He lay low for a few years, even as his status as a national joke sputtered on. (From a 2005 Newsweek humor column: “North Korea sent shockwaves through the international community today by announcing that it possesses an unreleased Ben Affleck film which it will open wide if the United States does not agree to bilateral talks.”) He got married to actress Jennifer Garner and started a family, avoiding the cameras as best as a tabloid staple can.
In 2006, Affleck played 1950s TV actor George Reeves (“Superman”) in a twisty period drama called “Hollywoodland” and, to the shock of many, got great reviews. The next year, he did something more startling: He directed a movie and didn’t appear in it. “Gone Baby Gone” marked a return to Affleck’s roots both in its Boston settings and in the seriousness with which he approached the drama onscreen and the craft behind it.
It was almost as if he were asking the hometown that had disowned him to take him back. Crucially, Affleck’s choosing not to star in the film took his persona out of the game. It looked like an act of humility, and that was something new in the aggregation of public signage we call Ben Affleck.
With “The Town” (2010), he stepped gingerly back in front of his own cameras while staying within the comfort zone of familiar locations.
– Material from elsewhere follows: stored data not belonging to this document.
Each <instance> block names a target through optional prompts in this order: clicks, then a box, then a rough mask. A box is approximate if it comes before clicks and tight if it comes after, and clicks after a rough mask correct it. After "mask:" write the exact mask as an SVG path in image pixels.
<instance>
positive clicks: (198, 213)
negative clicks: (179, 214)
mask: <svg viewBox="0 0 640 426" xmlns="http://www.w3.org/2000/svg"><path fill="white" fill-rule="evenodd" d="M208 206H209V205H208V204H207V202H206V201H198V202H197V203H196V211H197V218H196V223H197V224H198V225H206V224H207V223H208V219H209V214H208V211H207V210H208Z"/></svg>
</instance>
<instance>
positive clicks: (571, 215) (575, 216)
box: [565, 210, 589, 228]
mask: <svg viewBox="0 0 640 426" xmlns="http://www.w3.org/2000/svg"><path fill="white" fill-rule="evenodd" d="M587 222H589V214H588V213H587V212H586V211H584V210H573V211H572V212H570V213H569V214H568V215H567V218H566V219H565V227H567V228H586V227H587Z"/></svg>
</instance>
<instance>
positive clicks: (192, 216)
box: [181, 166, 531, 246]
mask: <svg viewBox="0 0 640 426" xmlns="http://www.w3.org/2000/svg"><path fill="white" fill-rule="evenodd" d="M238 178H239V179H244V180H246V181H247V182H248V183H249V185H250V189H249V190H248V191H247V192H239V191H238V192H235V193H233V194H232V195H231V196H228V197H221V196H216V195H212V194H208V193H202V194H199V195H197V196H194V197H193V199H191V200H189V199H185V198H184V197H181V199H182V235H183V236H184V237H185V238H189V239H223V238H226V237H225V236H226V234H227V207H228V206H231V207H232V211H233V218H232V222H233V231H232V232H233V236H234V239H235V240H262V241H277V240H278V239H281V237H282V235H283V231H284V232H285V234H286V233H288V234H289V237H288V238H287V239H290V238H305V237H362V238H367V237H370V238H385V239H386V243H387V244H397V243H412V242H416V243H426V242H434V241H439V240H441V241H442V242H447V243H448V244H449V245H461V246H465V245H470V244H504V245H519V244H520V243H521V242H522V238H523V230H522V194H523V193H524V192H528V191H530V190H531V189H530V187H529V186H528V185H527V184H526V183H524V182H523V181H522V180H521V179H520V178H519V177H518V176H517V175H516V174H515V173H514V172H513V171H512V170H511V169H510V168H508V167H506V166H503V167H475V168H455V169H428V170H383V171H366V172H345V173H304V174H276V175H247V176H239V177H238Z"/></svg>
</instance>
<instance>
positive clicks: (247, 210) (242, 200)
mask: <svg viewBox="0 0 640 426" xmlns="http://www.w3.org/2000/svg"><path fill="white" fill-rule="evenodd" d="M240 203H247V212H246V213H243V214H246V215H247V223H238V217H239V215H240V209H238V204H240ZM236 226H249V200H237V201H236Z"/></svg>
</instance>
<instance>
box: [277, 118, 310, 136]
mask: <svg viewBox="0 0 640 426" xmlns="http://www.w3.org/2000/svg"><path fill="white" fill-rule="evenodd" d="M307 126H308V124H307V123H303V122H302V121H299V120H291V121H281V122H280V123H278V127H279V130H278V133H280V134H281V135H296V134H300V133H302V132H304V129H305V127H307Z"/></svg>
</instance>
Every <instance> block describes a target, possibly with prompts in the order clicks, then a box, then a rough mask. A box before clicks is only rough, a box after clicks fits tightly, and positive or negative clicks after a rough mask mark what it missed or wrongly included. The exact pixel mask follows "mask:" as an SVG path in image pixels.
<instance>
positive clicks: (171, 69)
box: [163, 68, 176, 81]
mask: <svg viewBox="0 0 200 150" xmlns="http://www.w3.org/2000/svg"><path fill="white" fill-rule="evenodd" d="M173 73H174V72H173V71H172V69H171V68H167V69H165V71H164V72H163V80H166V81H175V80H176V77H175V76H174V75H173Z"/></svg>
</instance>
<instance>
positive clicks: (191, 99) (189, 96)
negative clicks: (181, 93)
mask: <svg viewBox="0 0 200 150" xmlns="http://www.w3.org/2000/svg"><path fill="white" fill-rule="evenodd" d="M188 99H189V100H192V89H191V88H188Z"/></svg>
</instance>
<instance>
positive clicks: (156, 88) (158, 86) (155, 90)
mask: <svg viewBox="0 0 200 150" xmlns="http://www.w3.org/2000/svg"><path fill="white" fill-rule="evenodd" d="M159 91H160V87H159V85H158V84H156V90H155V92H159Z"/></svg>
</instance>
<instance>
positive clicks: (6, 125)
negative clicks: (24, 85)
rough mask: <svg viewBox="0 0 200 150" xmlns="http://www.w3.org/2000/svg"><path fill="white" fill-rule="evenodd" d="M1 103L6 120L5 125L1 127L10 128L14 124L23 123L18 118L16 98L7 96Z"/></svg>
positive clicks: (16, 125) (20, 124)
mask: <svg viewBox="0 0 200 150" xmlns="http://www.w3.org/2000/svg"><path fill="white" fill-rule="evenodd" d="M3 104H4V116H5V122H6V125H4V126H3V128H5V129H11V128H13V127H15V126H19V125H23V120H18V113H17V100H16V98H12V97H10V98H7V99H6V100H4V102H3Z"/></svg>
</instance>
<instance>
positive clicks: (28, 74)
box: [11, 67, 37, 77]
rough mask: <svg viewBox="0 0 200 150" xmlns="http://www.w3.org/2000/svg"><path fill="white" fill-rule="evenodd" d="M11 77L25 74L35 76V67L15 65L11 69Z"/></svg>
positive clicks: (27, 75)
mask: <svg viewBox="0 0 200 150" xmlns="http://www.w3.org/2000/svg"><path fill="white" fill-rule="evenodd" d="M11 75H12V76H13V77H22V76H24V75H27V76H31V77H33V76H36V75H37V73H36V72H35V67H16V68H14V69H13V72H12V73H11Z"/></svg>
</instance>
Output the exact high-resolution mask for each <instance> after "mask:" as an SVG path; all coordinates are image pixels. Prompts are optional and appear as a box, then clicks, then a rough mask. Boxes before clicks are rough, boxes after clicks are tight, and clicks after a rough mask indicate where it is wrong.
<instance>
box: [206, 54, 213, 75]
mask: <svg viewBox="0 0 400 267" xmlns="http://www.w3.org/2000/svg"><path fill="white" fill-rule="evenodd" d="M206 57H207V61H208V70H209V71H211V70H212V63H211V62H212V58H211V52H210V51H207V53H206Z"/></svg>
The strut was gone, and a becoming new wariness informed the playing.
And with “Argo,” his third feature film as a director, Affleck bet the farm: an ambitious period epic that embraces revolutionary Iran and 1970s Hollywood, that nimbly combines comedy and classic movie suspense — and that he anchors onscreen not as a swaggering lone-wolf hero but as the leader of a team.
The performance was fine, but it was the directing that sealed the deal. This awards season has been, at long last, Affleck’s moment, and he has accepted it with the sincere and grateful humility of a man who once was toast and who surely recognizes by now the absurd fickleness of fame.
But what makes it all the more satisfying — doubtless for him as well as for us — is that this is much more than an actor’s comeback. It’s a filmmaker’s arrival.